Work performed: Rather than select * from a table, a developer takes the approach to only select the columns required in some SQL code, which is more efficient in essence. The same table is selected from fifteen times in various stored procedures, none of which are documented.

Change required: One of column names has been changed and a new column added.

SPA Solution: A view should have been used to select from the table. 1 change required in 1 view only.

Example 2

Work performed: A developer writes multiple stored procedures using xp_sendmail to send mails to five named users.

Change required: One of the users leave and is replaced by someone new.

SPA Solution: Rather than mailing users by name, an email group should have been used. 1 change required in 1 mail group.

Additionally, one separate stored procedure should have been written to use the xp_sendmail in case the group name changes. 1 change required in 1 sp only.

Example 3

Work performed: An application requires a specially formatted date that a manager prefers. Every page in a web application displays this date in the top right corner. A developer writes the same SQL statement in all the pages.

Change required: A new manager decides he does not like the date and would prefer the format returned from SQL getdate() function.

SPA Solution: Create a UDF in SQL selecting getdate(). If the date format changes in the future, 1 change required in 1 function.

Example 4

Work performed: A DBA has created multiple tables, all storing the 8 digit product code. For accuracy he/she has chosen to use a char(8) datatype as the manager has confirmed that the code size will never change.

Change required: The Company has merged with another. Their product codes differ and are up to 12 digits long.

SPA Solution: Create a user defined datatype called product. 1 change require to 1 UDDT.
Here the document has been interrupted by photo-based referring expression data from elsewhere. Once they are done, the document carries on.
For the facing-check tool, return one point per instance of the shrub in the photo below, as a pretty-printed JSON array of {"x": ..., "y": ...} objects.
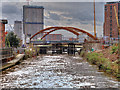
[{"x": 114, "y": 49}]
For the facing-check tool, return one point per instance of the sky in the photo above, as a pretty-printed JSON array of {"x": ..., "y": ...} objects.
[{"x": 74, "y": 13}]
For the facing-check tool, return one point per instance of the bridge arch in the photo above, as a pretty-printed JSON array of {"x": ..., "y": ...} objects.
[
  {"x": 70, "y": 29},
  {"x": 74, "y": 32}
]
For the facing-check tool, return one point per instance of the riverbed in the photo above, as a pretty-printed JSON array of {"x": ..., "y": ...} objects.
[{"x": 55, "y": 71}]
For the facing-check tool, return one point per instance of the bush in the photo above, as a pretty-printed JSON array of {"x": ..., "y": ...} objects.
[{"x": 114, "y": 49}]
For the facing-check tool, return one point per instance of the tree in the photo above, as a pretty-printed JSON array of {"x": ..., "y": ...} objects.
[{"x": 11, "y": 40}]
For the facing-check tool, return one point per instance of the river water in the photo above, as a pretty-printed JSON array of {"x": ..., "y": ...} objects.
[{"x": 55, "y": 71}]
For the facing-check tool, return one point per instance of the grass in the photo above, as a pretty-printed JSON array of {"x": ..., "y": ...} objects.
[{"x": 114, "y": 49}]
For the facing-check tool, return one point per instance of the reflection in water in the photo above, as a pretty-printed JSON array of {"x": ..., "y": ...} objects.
[{"x": 55, "y": 72}]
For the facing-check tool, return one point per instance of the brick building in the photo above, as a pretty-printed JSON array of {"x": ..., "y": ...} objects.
[
  {"x": 18, "y": 29},
  {"x": 110, "y": 22},
  {"x": 2, "y": 33}
]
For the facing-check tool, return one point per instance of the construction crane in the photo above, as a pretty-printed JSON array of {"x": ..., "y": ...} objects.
[{"x": 94, "y": 21}]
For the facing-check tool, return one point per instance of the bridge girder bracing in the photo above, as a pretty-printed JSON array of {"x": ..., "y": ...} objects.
[
  {"x": 70, "y": 29},
  {"x": 74, "y": 32}
]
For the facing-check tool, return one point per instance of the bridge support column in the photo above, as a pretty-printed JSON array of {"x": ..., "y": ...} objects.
[{"x": 71, "y": 49}]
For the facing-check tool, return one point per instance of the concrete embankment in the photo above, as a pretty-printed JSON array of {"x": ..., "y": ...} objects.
[
  {"x": 11, "y": 63},
  {"x": 106, "y": 60}
]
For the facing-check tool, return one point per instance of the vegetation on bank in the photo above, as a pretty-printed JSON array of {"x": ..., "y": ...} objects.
[
  {"x": 104, "y": 63},
  {"x": 11, "y": 40}
]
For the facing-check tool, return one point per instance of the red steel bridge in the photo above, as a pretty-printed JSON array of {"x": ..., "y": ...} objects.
[{"x": 70, "y": 29}]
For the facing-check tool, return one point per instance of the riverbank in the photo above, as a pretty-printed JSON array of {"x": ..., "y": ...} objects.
[
  {"x": 55, "y": 71},
  {"x": 106, "y": 60}
]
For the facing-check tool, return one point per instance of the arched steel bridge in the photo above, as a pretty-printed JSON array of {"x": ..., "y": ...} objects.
[{"x": 70, "y": 29}]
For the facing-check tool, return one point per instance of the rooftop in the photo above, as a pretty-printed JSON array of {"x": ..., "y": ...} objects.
[
  {"x": 31, "y": 6},
  {"x": 113, "y": 2}
]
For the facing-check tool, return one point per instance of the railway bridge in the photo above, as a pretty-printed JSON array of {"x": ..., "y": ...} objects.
[{"x": 60, "y": 47}]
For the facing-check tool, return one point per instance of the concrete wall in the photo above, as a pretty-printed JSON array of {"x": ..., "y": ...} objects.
[
  {"x": 18, "y": 29},
  {"x": 33, "y": 19}
]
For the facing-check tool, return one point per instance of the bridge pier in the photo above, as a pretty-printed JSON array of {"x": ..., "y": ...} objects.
[{"x": 71, "y": 49}]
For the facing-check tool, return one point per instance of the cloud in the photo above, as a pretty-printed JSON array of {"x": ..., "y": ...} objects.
[{"x": 76, "y": 14}]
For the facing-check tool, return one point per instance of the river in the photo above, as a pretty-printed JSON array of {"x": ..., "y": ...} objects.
[{"x": 55, "y": 71}]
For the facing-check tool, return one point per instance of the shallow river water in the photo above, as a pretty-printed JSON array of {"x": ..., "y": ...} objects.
[{"x": 55, "y": 71}]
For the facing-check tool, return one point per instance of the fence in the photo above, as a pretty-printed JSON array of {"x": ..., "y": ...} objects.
[{"x": 6, "y": 53}]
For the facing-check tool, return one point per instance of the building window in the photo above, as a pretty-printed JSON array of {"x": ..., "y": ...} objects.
[{"x": 110, "y": 7}]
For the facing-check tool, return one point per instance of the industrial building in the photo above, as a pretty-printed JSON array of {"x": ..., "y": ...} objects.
[
  {"x": 18, "y": 29},
  {"x": 110, "y": 23},
  {"x": 53, "y": 37},
  {"x": 33, "y": 20},
  {"x": 2, "y": 33}
]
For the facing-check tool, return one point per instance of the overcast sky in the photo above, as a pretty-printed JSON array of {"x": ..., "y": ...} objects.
[{"x": 75, "y": 13}]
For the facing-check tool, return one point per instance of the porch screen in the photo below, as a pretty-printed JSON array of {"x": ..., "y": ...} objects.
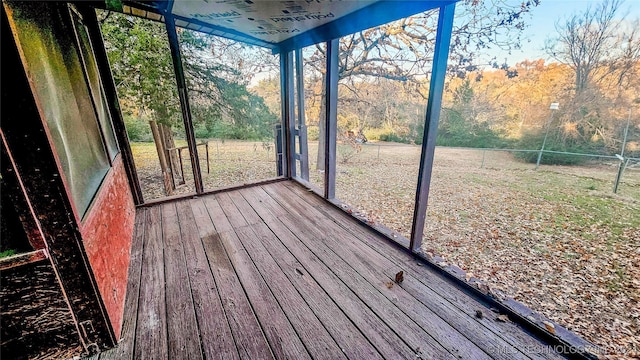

These are only a small sample of headaches available for free. Most of the problems created can be solved through careful planning in the modelling stage. No area should be ignored or treated any less significant than another. A lot of the problems can be solved by using common sense; you do not need to have advanced coding skills. Indeed, the mail example requires the work to be done by somebody else in terms of changing groups.

The golden rule is:

If you do or might do something more than once – Don’t.

Always look for a solution that will allow for administration at a single point. We are probably all guilty of ignoring this rule now and again. It’s human nature to do something twice and think to ourselves that we’ll change it later on. It’s also human nature to forget to. Keeping this rule in our heads whenever putting together models and specs WILL save work in the long term. Especially important if it’s me.